Acqua, entro il 2030 domanda superiore all’offerta del 40%
Il progetto legato al Gran Premio si inserisce in un quadro globale sempre più delicato. Secondo un’analisi di Thomas Insights aggiornata al 2026, entro il 2030 la domanda mondiale di acqua potrebbe superare del 40% la disponibilità. L’agricoltura assorbe circa il 70% dei prelievi mondiali di acqua dolce, mentre l’industria rappresenta poco meno del 20%. Ma proprio nel sistema produttivo si stanno sviluppando alcune delle innovazioni più significative sul fronte del recupero, del riuso e della riduzione dei consumi. Sistemi di monitoraggio in tempo reale, circuiti chiusi, recupero delle acque di processo e tecnologie di economia circolare stanno progressivamente modificando il rapporto tra industria e risorsa idrica.

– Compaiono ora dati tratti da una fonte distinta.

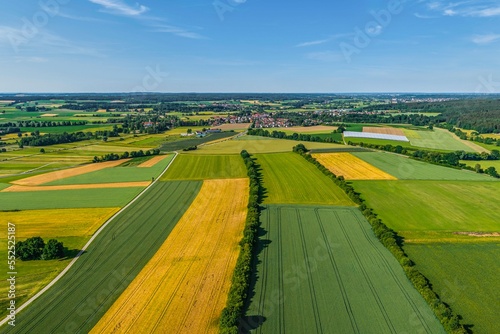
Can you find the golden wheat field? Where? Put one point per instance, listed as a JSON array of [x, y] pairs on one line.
[[58, 222], [385, 131], [351, 167], [184, 287], [62, 174]]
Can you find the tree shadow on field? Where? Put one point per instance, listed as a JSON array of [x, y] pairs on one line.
[[252, 322], [72, 253]]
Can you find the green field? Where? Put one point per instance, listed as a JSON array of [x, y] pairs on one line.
[[111, 262], [322, 270], [68, 129], [466, 277], [409, 169], [185, 143], [436, 139], [256, 144], [65, 199], [381, 142], [290, 179], [424, 211], [201, 167], [484, 163], [116, 174]]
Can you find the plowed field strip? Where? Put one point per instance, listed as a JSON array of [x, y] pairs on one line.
[[184, 286], [351, 167], [19, 188], [153, 161], [62, 174], [385, 131]]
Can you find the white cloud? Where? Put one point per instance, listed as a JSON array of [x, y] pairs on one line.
[[477, 8], [31, 60], [326, 56], [118, 7], [485, 39], [40, 41], [177, 31]]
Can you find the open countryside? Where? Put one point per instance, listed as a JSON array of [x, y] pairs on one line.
[[184, 286], [306, 232]]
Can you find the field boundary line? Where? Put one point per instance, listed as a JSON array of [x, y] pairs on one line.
[[68, 267]]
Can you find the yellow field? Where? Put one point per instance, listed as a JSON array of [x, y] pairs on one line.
[[56, 223], [491, 135], [153, 161], [385, 131], [235, 126], [17, 188], [351, 167], [184, 287], [53, 176]]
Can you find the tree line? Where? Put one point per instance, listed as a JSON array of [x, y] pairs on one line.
[[294, 136], [125, 155], [389, 238], [36, 249], [240, 283]]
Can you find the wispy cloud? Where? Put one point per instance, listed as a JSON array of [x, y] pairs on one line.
[[323, 41], [177, 31], [326, 56], [486, 39], [31, 60], [423, 16], [44, 42], [121, 8], [477, 8]]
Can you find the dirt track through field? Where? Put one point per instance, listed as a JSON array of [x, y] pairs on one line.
[[62, 174], [184, 287], [19, 188], [385, 131], [153, 161]]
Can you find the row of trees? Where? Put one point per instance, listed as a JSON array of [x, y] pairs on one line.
[[295, 136], [389, 238], [240, 283], [125, 155], [53, 139], [41, 124], [451, 159], [36, 249]]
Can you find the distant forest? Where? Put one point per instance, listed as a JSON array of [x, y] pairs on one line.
[[482, 115]]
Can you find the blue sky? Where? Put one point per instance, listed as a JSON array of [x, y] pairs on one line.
[[249, 46]]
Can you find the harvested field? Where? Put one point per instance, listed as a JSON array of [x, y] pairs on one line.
[[351, 167], [385, 131], [110, 263], [202, 167], [58, 222], [153, 161], [307, 129], [184, 287], [62, 174], [237, 126], [409, 169], [18, 188]]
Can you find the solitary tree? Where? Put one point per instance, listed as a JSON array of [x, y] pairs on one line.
[[53, 250]]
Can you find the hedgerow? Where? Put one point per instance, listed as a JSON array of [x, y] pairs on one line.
[[389, 238]]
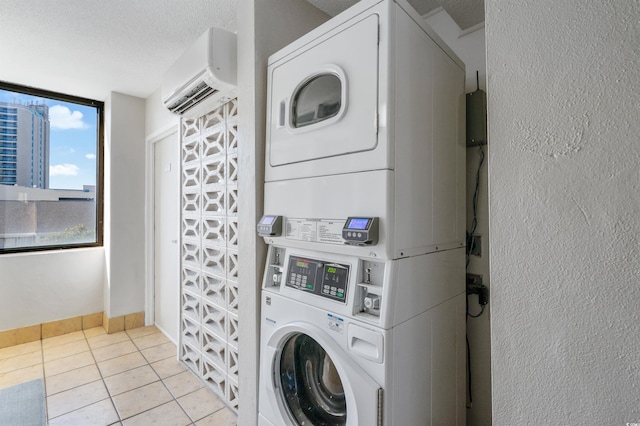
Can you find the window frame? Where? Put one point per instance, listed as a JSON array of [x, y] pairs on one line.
[[99, 105]]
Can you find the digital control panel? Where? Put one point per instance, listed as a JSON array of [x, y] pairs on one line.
[[324, 279], [270, 226], [360, 231]]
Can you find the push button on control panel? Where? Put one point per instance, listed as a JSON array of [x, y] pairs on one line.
[[328, 280], [360, 231]]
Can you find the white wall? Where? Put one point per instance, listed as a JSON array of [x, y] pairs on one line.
[[470, 47], [49, 286], [565, 211], [263, 28], [157, 117], [124, 204]]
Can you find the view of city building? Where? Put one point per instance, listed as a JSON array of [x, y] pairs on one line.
[[38, 207], [24, 144]]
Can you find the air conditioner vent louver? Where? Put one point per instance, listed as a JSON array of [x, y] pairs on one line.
[[191, 99], [204, 77]]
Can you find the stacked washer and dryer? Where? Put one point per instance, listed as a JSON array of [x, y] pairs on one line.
[[363, 296]]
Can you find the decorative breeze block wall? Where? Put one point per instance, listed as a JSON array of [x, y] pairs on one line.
[[209, 284]]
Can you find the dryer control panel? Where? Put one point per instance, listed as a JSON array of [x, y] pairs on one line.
[[324, 279]]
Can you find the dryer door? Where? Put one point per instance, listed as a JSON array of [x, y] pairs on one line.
[[323, 99], [316, 383]]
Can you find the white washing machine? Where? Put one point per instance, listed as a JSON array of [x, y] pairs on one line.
[[363, 305], [350, 341]]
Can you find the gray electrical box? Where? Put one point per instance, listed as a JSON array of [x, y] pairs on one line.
[[476, 118]]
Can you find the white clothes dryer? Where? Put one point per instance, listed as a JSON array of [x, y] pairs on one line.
[[365, 117]]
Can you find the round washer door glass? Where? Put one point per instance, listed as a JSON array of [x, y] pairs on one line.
[[311, 387]]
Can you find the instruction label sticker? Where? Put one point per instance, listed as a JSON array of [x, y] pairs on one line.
[[335, 323], [327, 231]]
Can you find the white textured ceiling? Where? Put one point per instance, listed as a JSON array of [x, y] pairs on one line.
[[92, 47], [89, 48]]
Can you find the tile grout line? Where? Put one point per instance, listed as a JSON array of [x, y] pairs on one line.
[[164, 384], [113, 404]]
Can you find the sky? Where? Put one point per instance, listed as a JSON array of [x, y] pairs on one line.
[[72, 161]]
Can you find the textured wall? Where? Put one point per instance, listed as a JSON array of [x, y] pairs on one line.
[[565, 210]]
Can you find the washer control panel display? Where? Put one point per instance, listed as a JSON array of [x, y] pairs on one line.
[[324, 279], [360, 231]]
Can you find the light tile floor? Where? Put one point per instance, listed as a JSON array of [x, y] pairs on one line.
[[127, 378]]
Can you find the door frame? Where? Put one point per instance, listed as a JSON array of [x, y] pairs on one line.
[[151, 140]]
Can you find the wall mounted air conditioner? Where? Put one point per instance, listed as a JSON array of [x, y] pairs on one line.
[[204, 77]]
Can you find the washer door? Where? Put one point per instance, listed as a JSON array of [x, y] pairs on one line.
[[312, 381], [310, 385]]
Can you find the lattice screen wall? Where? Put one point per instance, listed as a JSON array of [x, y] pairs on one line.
[[209, 308]]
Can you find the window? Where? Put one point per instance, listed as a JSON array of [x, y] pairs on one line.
[[51, 170]]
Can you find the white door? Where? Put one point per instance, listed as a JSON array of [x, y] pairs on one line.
[[166, 234]]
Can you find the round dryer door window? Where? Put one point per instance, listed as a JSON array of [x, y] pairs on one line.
[[311, 387]]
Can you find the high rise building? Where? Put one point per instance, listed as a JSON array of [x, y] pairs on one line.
[[24, 144]]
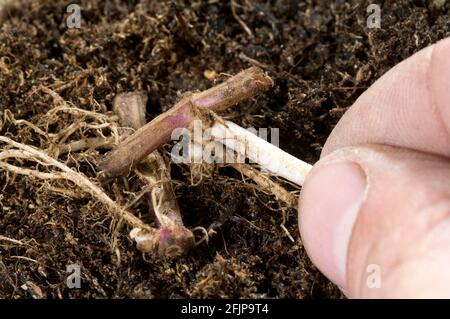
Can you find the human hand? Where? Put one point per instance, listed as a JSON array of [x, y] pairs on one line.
[[379, 198]]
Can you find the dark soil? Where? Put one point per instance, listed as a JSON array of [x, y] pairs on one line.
[[321, 56]]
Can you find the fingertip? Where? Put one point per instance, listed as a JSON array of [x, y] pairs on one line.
[[328, 207]]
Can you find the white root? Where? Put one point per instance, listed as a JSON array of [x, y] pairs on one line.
[[258, 150], [33, 154]]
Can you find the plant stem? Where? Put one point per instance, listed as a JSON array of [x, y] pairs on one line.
[[172, 237], [145, 140]]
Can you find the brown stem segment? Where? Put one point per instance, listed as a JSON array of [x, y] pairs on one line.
[[172, 237], [145, 140]]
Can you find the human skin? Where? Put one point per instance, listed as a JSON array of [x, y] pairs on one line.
[[385, 170]]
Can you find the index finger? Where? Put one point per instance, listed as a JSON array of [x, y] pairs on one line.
[[407, 107]]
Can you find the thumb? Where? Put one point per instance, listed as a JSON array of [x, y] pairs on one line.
[[376, 221]]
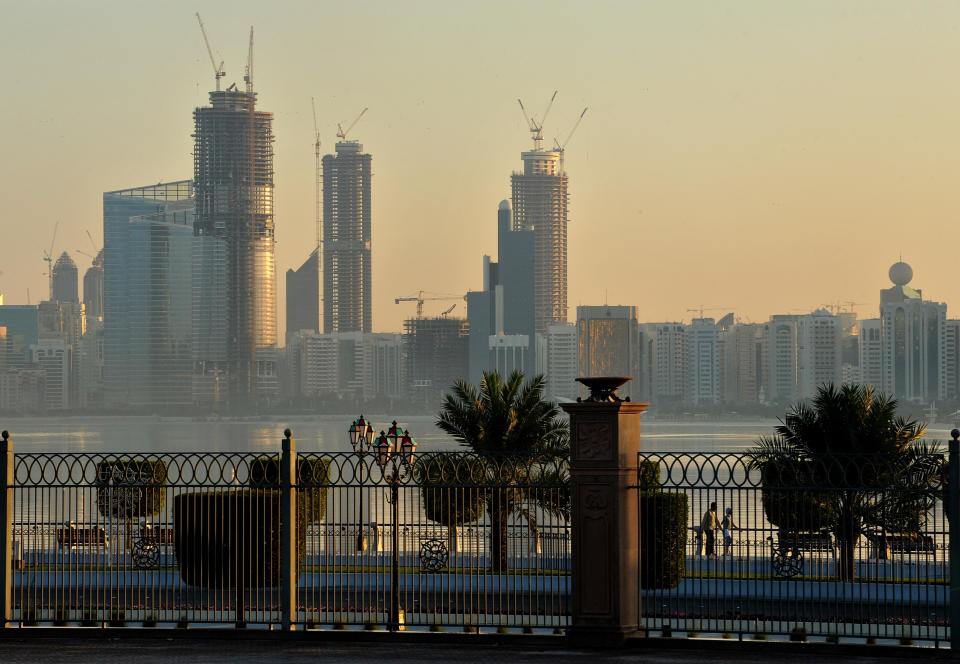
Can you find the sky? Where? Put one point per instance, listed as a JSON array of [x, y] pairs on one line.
[[749, 156]]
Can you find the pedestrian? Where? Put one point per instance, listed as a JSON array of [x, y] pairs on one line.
[[726, 526], [708, 530]]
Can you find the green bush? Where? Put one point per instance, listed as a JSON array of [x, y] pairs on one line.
[[313, 474], [131, 488], [663, 539], [229, 539]]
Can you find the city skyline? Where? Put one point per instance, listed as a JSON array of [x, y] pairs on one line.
[[725, 178]]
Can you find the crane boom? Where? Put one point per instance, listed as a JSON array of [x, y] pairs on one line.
[[218, 72], [343, 134]]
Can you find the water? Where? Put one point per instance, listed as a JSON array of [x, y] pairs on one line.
[[328, 433]]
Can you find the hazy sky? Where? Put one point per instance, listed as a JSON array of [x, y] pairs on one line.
[[763, 157]]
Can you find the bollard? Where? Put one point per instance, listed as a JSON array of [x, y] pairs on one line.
[[6, 523], [289, 571], [953, 498]]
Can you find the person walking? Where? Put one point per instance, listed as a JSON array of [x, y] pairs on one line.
[[726, 526], [708, 530]]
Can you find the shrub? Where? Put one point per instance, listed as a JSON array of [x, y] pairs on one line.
[[312, 474], [663, 538], [131, 488], [231, 538]]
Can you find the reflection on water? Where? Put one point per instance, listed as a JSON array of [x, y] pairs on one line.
[[329, 434]]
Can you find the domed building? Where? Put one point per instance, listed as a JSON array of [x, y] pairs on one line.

Dall’automotive ai data center: i settori che consumano più acqua
BrianzAcque individua sette grandi comparti nei quali il consumo di acqua assume un peso particolarmente rilevante. L’agricoltura resta il principale utilizzatore mondiale, soprattutto per colture come riso, cotone, mais, frumento e canna da zucchero. Tecnologie come irrigazione di precisione, sensori e rilevazioni satellitari possono però ridurre sensibilmente gli sprechi. Nel settore dell’energia, centrali termoelettriche e nucleari utilizzano grandi quantità di acqua soprattutto per il raffreddamento, mentre sistemi a ricircolo e una maggiore diffusione delle fonti eoliche e solari possono contribuire a contenere i prelievi.
Sempre più rilevante è anche il peso di data center e semiconduttori. La crescita del cloud e dell’intelligenza artificiale sta aumentando il fabbisogno di raffreddamento: un data center può arrivare a utilizzare 1,1 milioni di litri d’acqua al giorno, mentre la produzione di chip richiede ingenti quantità di acqua ultrapura. Anche tessile e moda presentano un’impronta idrica significativa, dalla coltivazione del cotone fino alla tintura e al finissaggio. Secondo le stime richiamate da BrianzAcque, per produrre un paio di jeans possono servire oltre 10mila litri d’acqua.
Nel settore alimentare e delle bevande, invece, l’acqua accompagna l’intera filiera: dalla produzione agricola e dagli allevamenti fino alla trasformazione, al lavaggio e alla sanificazione. Miniere e industria metallurgica utilizzano grandi volumi per l’estrazione, la separazione dei minerali, il controllo delle polveri e il raffreddamento. Anche qui la strada passa da trattamento delle acque, circuiti chiusi e recupero dei reflui industriali.
Automotive, dalla fabbrica alla Formula 1 la sfida è ridurre gli sprechi
Particolarmente significativo, anche alla luce del Gran Premio di Monza, è il caso dell’automotive. La produzione di un veicolo può richiedere oltre 147mila litri d’acqua considerando l’intera filiera e la realizzazione dei componenti. Verniciatura, lavaggi, raffreddamento e collaudi sono tra le fasi più intensive, ma il settore sta accelerando sul trattamento e sul riuso delle acque all’interno dei processi produttivi. Ed è proprio qui che il progetto di BrianzAcque all’Autodromo assume anche un valore simbolico: dalla fabbrica alla pista, la sfida non riguarda soltanto prestazioni e innovazione, ma anche la capacità di utilizzare in modo più efficiente una risorsa sempre più preziosa.